Finalmente el tratamiento del proyecto de ley de expropiación para la apertura del camino que permita el ingreso de la Comunidad indígena Yakye Axa, del Pueblo Enxet, quedó postergado para la próxima semana; algunas versiones indicaban que el Proyecto sería abordado sobre tablas en la Sesión Ordinaria de este jueves 31 de octubre, sin embargo, el tratamiento del proyecto quedó pautado para la próxima Sesión Ordinaria de la Cámara.
El proyecto de ley de expropiación busca garantizar el cumplimiento de la Sentencia de la Corte Interamericana de Derechos Humanos que restituye su territorio a la Comunidad Indígena Yakye Axa; la comunidad hoy día se encuentra viviendo al costado de la Ruta Pozo Colorado – Concepción, a pesar de que la sentencia data del año 2005 y las tierras están disponibles desde el 2012. Al vivir de forma precaria a la vera del camino, la comunidad continúa expuesta a situaciones de extremo peligro para la vida de sus integrantes, no cuentan con acceso a servicios fundamentales como salud y alimentos, además de poner en riesgo su propia existencia como comunidad indígena.
Anibal Flores, uno de los líderes de Yakye Axa, manifestó que tienen una enorme necesidad de contar con un camino que les permita por fin ingresar a sus tierras y poder desarrollarse “queremos trabajar y construir allí nuestro futuro, acá estamos mal y estamos expuestos a varios peligros, la situación es cada vez peor” sentenció.

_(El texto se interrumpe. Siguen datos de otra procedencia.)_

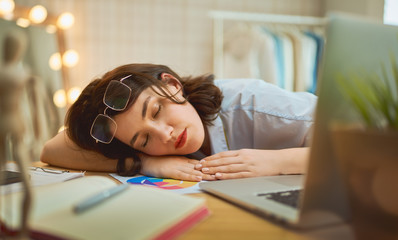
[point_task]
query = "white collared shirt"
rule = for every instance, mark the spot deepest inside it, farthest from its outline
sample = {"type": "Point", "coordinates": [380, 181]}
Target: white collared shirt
{"type": "Point", "coordinates": [259, 115]}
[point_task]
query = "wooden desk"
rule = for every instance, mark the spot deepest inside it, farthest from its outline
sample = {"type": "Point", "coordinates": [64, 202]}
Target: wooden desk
{"type": "Point", "coordinates": [228, 221]}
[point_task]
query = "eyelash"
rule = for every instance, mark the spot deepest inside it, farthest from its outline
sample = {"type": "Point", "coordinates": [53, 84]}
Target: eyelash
{"type": "Point", "coordinates": [154, 116]}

El Proyecto de ley de expropiación tiene un bajo impacto para las estancias afectadas y el costo para el Estado es también el menor posible, además de garantizar el cumplimiento de la Sentencia mencionada también permitirá que los integrantes de la Comunidad Indígena Kelyenmagategma, también del Pueblo Enxet, puedan tener una vía permanente de acceso a sus tierras, dando cumplimiento al Acuerdo Amistoso entre esta comunidad y el Estado paraguayo, acuerdo alcanzado a instancias de la Comisión Interamericana de Derechos Humanos.
Además la aprobación del proyecto beneficiará también a otras dos comunidades indígenas denominadas Colonia 96 y Buena Vista que en los últimos años debieron abandonar sus tierras debido a la falta de caminos, cientos de familias indígenas de las 4 comunidades podrán mejorar su calidad de vida y tener mayor acceso a servicios y derechos fundamentales. De la aprobación de este proyecto depende también el acceso a prestamos de la Cooperación Andina de Fomento (CAF), ya que la aprobación de los mismos está supeditada al cumplimiento de las obligaciones internacionales en materia de Derechos Humanos de cada país.
Tierraviva, como organización de Derechos Humanos, junto a otras organizaciones de la sociedad civil, como Amnistía Internacional, acompaña el reclamo de las comunidades indígenas y busca que el Estado paraguayo cumpla cabalmente con la sentencia de la Corte Interamericana de Derechos Humanos en favor de la Comunidad Yakye Axa.